Cryptocurrencies have little intrinsic value or fundamentals to fall back on, and traders are merely riding a “hot ball” of momentum, according to a report from Starkiller Capital.

“Cryptocurrencies have very little intrinsic value in the sense that a long track record of market participants valuing these assets using a generally agreed upon set of fundamental variables does not exist,” the crypto investment firm said in a paper authored by Leigh Drogen, Corey Hoffstein, and Kevin Otte on Wednesday. 

The study noted that there are no fundamental metrics like price-to-sales ratio or price-to-earnings ratio to explain the gains seen in crypto. Without those fundamentals to guide the trajectory of the market, crypto traders are largely relying on a “large handful of narratives” that influence the prices of digital assets—in essence, riding off the general momentum of the market rather than betting on the inherent value of assets themselves.
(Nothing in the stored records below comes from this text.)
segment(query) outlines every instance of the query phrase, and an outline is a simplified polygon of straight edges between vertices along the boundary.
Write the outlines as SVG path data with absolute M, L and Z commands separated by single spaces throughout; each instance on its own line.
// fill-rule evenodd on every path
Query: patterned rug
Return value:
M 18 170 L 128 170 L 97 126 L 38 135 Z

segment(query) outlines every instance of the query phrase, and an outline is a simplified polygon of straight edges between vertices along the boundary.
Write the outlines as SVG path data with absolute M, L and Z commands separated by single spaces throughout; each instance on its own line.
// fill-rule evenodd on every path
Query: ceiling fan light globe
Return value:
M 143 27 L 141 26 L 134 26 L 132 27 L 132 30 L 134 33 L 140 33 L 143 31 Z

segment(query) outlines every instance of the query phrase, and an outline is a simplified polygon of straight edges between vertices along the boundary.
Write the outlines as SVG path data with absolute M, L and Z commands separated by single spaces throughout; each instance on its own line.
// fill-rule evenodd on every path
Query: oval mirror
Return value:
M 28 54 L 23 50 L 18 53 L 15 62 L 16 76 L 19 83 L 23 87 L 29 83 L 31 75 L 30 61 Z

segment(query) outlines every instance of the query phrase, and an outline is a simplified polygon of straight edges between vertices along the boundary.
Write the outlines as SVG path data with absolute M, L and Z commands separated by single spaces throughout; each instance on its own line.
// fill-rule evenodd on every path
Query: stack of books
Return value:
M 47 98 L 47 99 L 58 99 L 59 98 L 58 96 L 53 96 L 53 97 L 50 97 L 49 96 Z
That dynamic is likely encouraged by online communities for crypto traders, the large amount of fraud and market manipulation in the industry, and the fact that crypto traders are “very online” and tend to react strongly to the development of particular market narratives.

Examples of this include various events that drove massive moves in prices, such as Elon Musk touting Dogecoin on Twitter, causing the meme coin to skyrocket in value, and Mark Zuckerberg renaming Facebook to Meta, which generated interest and investment into the metaverse and associated tokens. 

“We believe the momentum effect becomes self-fulfilling as market participants attempt to front run the hot ball of money,” the paper said.

The lack of inherent value behind crypto echoes the criticism from prominent skeptics. Nobel economist Paul Krugman has slammed crypto as a “Ponzi scheme,” as its value is largely fueled by hype and rampant speculation.

JPMorgan CEO Jamie Dimon said he believed that bitcoin was “worthless” in 2021, and questioned the cryptocurrency’s valuation, which at the time at $1.1 trillion. The value of the world’s largest cryptocurrency has since plunged to $349 billion, according to CoinMarketCap.